Cordyceps ignota infecting an unknown species of tarantula. This species of fungi is parasitic on tarantulas. At this point, the fungus has consumed the tissues of the spider and has fruiting ascocarps that produce spores. This infection kills the tarantula host. This picture was taken in the Santa Lucia Cloud Forest Reserve in Ecuador.

Photo by Ian Suzuki via Wikimedia Commons

Movie monsters need not look scary to be absolutely abominable, though. In mulling over my wish list, I kept coming back to an organism that doesn’t look frightening but whose horror lies in manipulation of other creatures. I’m speaking of the fungus Ophiocordyceps. Species of this genus regularly hijack the bodies of ants and other insects for their own ends. Once the fungus takes hold of an ant, the insect gradually becomes a zombie that seemingly has no urge other than to climb to the highest point possible. Once there, the ant sinks its jaws into a leaf as the fungus—which has been growing inside this whole time—erupts through the head of the poor ant to rain down spores on other unsuspecting victims. Now imagine of Ophiocordyceps found a way to colonize our species. Such a scenario could enliven the tired, shuffling zombie subgenre.

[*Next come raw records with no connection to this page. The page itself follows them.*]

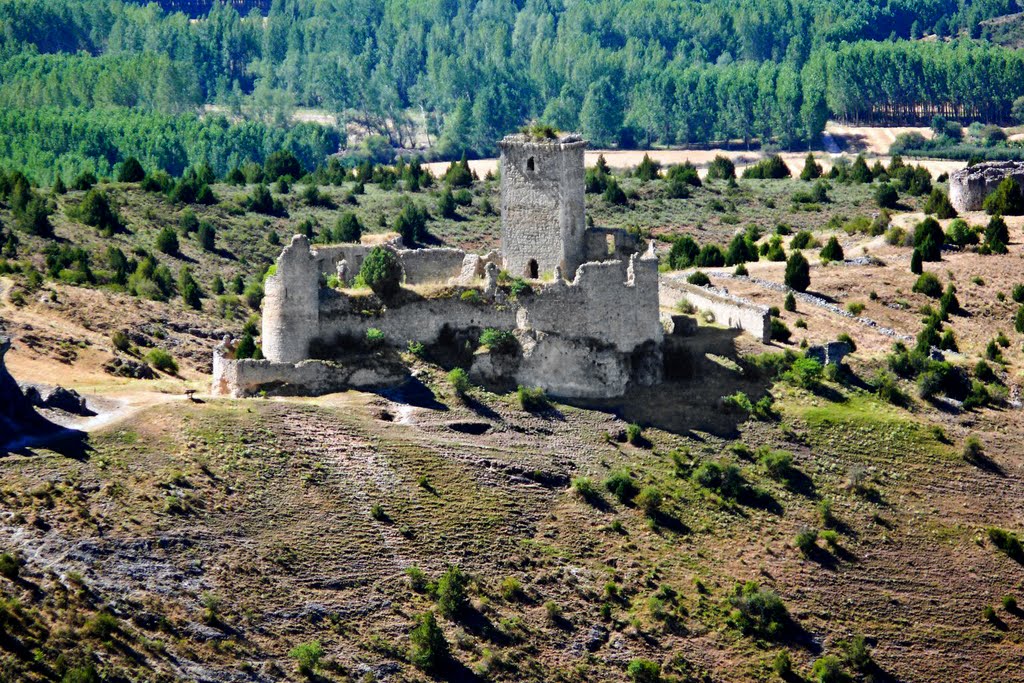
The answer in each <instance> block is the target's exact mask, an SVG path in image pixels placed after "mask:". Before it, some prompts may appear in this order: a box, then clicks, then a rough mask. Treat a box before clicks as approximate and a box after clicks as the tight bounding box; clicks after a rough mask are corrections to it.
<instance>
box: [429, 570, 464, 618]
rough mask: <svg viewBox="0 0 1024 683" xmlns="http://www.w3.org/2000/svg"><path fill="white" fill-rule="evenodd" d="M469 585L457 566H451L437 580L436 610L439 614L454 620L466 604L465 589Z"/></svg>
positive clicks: (444, 571)
mask: <svg viewBox="0 0 1024 683" xmlns="http://www.w3.org/2000/svg"><path fill="white" fill-rule="evenodd" d="M468 585H469V577H467V575H466V574H465V573H464V572H463V571H462V569H460V568H459V567H458V565H455V564H453V565H451V566H450V567H449V568H447V569H445V571H444V573H442V574H441V578H440V579H438V580H437V608H438V609H439V610H440V612H441V614H443V615H444V616H447V617H449V618H454V617H455V616H458V615H459V613H461V612H462V611H463V610H464V609H465V608H466V605H467V604H468V601H469V599H468V597H467V595H466V588H467V586H468Z"/></svg>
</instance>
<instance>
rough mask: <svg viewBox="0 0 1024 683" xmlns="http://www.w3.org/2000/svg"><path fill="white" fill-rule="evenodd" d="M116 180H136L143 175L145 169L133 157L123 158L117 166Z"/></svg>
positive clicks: (124, 181)
mask: <svg viewBox="0 0 1024 683" xmlns="http://www.w3.org/2000/svg"><path fill="white" fill-rule="evenodd" d="M117 177H118V182H138V181H139V180H141V179H142V178H144V177H145V170H144V169H143V168H142V165H141V164H139V163H138V160H137V159H135V158H134V157H128V159H125V160H124V161H123V162H122V163H121V166H120V167H119V168H118V176H117Z"/></svg>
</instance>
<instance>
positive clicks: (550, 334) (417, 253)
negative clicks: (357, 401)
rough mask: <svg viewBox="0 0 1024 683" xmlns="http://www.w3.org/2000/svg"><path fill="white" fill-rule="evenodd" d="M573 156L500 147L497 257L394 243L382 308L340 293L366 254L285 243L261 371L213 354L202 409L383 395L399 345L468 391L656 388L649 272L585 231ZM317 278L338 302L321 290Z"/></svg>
mask: <svg viewBox="0 0 1024 683" xmlns="http://www.w3.org/2000/svg"><path fill="white" fill-rule="evenodd" d="M586 145H587V143H586V141H585V140H583V139H582V138H580V137H579V136H577V135H562V136H559V137H557V138H555V139H536V138H531V137H528V136H525V135H510V136H508V137H506V138H505V139H503V140H502V141H501V150H502V252H501V253H500V254H499V253H494V252H493V253H490V254H486V255H482V256H481V255H477V254H466V253H465V252H463V251H461V250H457V249H404V248H403V246H402V245H401V243H400V242H399V241H397V240H395V241H393V242H391V243H388V244H387V245H385V248H387V249H390V250H392V251H393V252H394V254H395V255H396V256H397V259H398V262H399V263H400V264H401V269H402V273H403V282H402V284H403V287H402V289H401V290H400V291H399V292H398V294H397V295H395V296H394V297H392V298H390V299H388V300H387V301H382V300H380V299H379V298H378V297H377V296H376V295H374V294H372V293H370V292H369V291H367V290H351V289H344V287H347V286H348V285H349V284H351V282H352V280H353V279H354V278H355V275H356V274H357V273H358V271H359V267H360V266H361V264H362V260H364V259H365V258H366V256H367V254H368V253H369V252H370V250H371V249H372V247H370V246H368V245H362V244H347V245H330V246H318V245H317V246H312V245H310V244H309V242H308V241H307V240H306V238H305V237H302V236H296V237H294V238H293V239H292V242H291V244H290V245H288V247H286V248H285V250H284V251H283V252H282V254H281V256H280V257H279V258H278V262H276V268H275V271H274V273H273V274H272V275H271V276H270V278H268V279H267V281H266V285H265V297H264V302H263V333H262V337H263V353H264V356H265V358H264V359H260V360H254V359H234V358H232V357H231V355H232V346H231V344H230V342H229V341H225V343H224V344H221V345H220V346H219V347H218V348H217V349H216V350H215V353H214V361H213V370H214V373H213V374H214V378H213V390H214V393H218V394H222V395H230V396H246V395H253V394H256V393H260V392H268V393H292V394H309V393H313V394H316V393H325V392H329V391H334V390H339V389H344V388H378V387H382V386H387V385H390V384H395V383H397V382H399V381H401V380H402V379H403V378H404V374H403V373H404V369H403V368H402V367H401V366H400V364H397V362H394V360H393V356H394V355H395V353H394V352H395V351H397V350H399V349H401V350H404V349H406V348H408V347H409V345H410V343H414V344H422V345H423V346H424V347H426V348H428V349H433V350H434V351H436V352H438V353H441V354H446V355H447V356H450V357H453V358H454V357H457V356H459V359H460V361H461V365H465V366H468V367H469V373H470V377H471V378H473V379H474V380H475V381H477V382H480V383H483V384H486V385H496V386H507V387H513V388H514V386H515V385H517V384H521V385H525V386H531V387H542V388H544V389H545V390H547V391H548V392H550V393H552V394H555V395H558V396H563V397H587V398H604V397H613V396H618V395H622V394H623V393H624V392H625V391H626V390H627V388H628V387H629V386H630V385H633V384H638V385H652V384H655V383H657V382H659V381H660V380H662V377H663V365H664V362H663V354H662V342H663V338H664V332H663V328H662V323H660V313H659V301H658V272H657V256H656V255H655V253H654V248H653V245H652V244H651V245H648V246H647V247H646V249H644V248H643V247H642V245H640V244H639V243H638V241H637V240H636V239H635V238H634V237H633V236H631V234H629V233H627V232H626V231H625V230H614V229H595V228H591V229H588V228H587V227H586V220H585V214H584V150H585V148H586ZM329 276H334V278H337V279H338V281H339V282H341V283H342V285H343V288H342V289H334V288H331V287H327V286H326V283H327V280H328V278H329ZM514 279H521V280H519V281H516V288H515V290H514V291H513V288H512V284H513V280H514ZM485 330H495V331H499V333H505V334H502V335H501V337H500V339H501V343H500V344H495V345H493V346H481V345H480V336H481V334H482V333H483V332H484V331H485ZM492 335H494V333H492ZM381 340H382V341H381ZM388 349H390V350H391V357H390V359H389V355H388V352H387V351H388Z"/></svg>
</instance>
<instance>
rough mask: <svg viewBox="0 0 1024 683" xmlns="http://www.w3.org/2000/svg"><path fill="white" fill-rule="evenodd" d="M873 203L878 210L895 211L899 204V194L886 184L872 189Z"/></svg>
mask: <svg viewBox="0 0 1024 683" xmlns="http://www.w3.org/2000/svg"><path fill="white" fill-rule="evenodd" d="M874 203H876V204H878V205H879V208H880V209H895V208H896V206H897V205H898V204H899V193H897V191H896V188H895V187H893V186H892V185H891V184H890V183H888V182H883V183H882V184H880V185H879V186H878V187H876V188H874Z"/></svg>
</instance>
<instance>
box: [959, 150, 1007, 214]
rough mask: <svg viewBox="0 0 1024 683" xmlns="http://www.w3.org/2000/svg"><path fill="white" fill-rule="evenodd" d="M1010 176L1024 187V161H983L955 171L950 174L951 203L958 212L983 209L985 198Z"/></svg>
mask: <svg viewBox="0 0 1024 683" xmlns="http://www.w3.org/2000/svg"><path fill="white" fill-rule="evenodd" d="M1008 177H1010V178H1013V179H1014V180H1015V181H1016V182H1017V184H1019V185H1021V187H1022V188H1024V162H1017V161H993V162H983V163H981V164H975V165H974V166H970V167H968V168H963V169H961V170H958V171H953V173H952V174H951V175H950V176H949V203H950V204H952V205H953V208H954V209H956V211H957V212H964V211H981V209H982V208H983V205H984V203H985V198H986V197H988V196H989V195H991V194H992V193H993V191H994V190H995V188H996V187H998V186H999V183H1000V182H1002V180H1004V179H1006V178H1008Z"/></svg>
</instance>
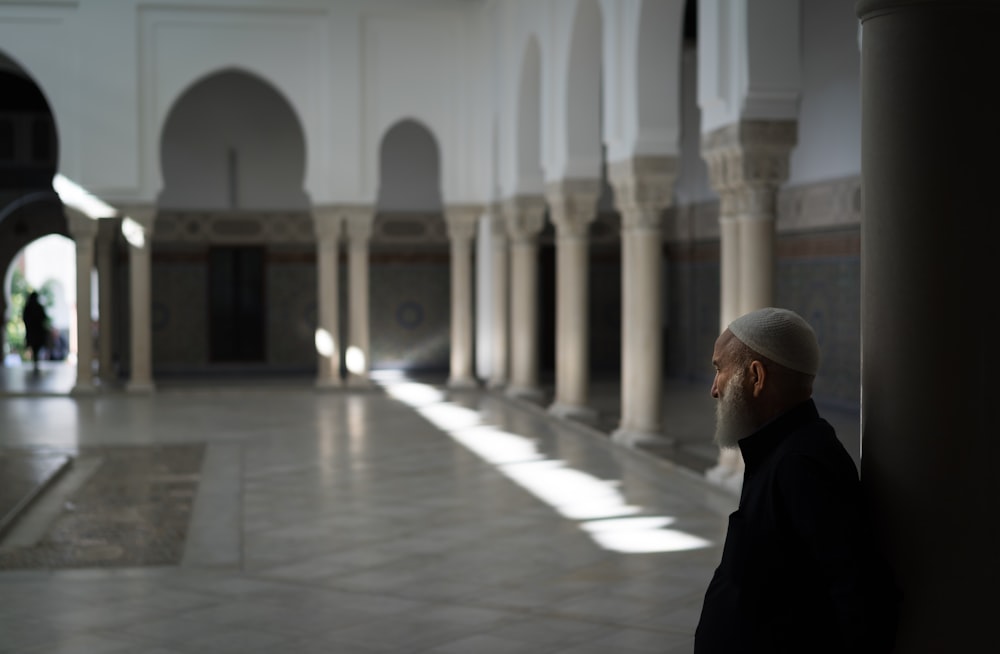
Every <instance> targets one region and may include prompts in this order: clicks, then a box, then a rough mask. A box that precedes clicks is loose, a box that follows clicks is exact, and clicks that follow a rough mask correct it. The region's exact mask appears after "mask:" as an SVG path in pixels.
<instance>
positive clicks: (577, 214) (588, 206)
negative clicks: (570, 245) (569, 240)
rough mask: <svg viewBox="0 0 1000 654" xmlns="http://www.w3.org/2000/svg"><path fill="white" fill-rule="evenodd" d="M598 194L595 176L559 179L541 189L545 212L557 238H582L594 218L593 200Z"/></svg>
mask: <svg viewBox="0 0 1000 654" xmlns="http://www.w3.org/2000/svg"><path fill="white" fill-rule="evenodd" d="M600 194H601V181H600V180H598V179H562V180H559V181H557V182H552V183H550V184H549V185H548V186H547V187H546V189H545V197H546V199H547V200H548V202H549V215H550V216H551V217H552V222H553V223H554V224H555V226H556V229H557V230H558V235H559V238H582V237H584V236H586V235H587V232H588V230H589V229H590V224H591V223H592V222H594V219H595V218H596V217H597V199H598V197H600Z"/></svg>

A tarantula hawk wasp dragging an envenomed tarantula across the ground.
A tarantula hawk wasp drags an envenomed tarantula across the ground.

Photo by Astrobradley via Wikimedia Commons

There are scores of other organisms I could mention. The tarantula hawk has horrified naturalists for years. It is a wasp that stuns the hairy spiders and lays an egg on them that then hatches and eats the tarantula alive. Another perfect candidate is the remipede, a crustacean that liquefies its prey’s insides with venom. Even speculative spins on familiar animals will do—imagine a rampaging, carnivorous giant ground sloth.

Nature, past and present, is replete with frightening animals. This is simply a short list of some of my favorite candidates that I believe horror filmmakers have overlooked. Truly, creature features would be so much richer if film companies hired paleontologists, marine biologists, and other experts as advisers. Sharks, crocodiles, and spiders have had their day. Bring on the shutter-mouthed fossils and zombie-creating fungus!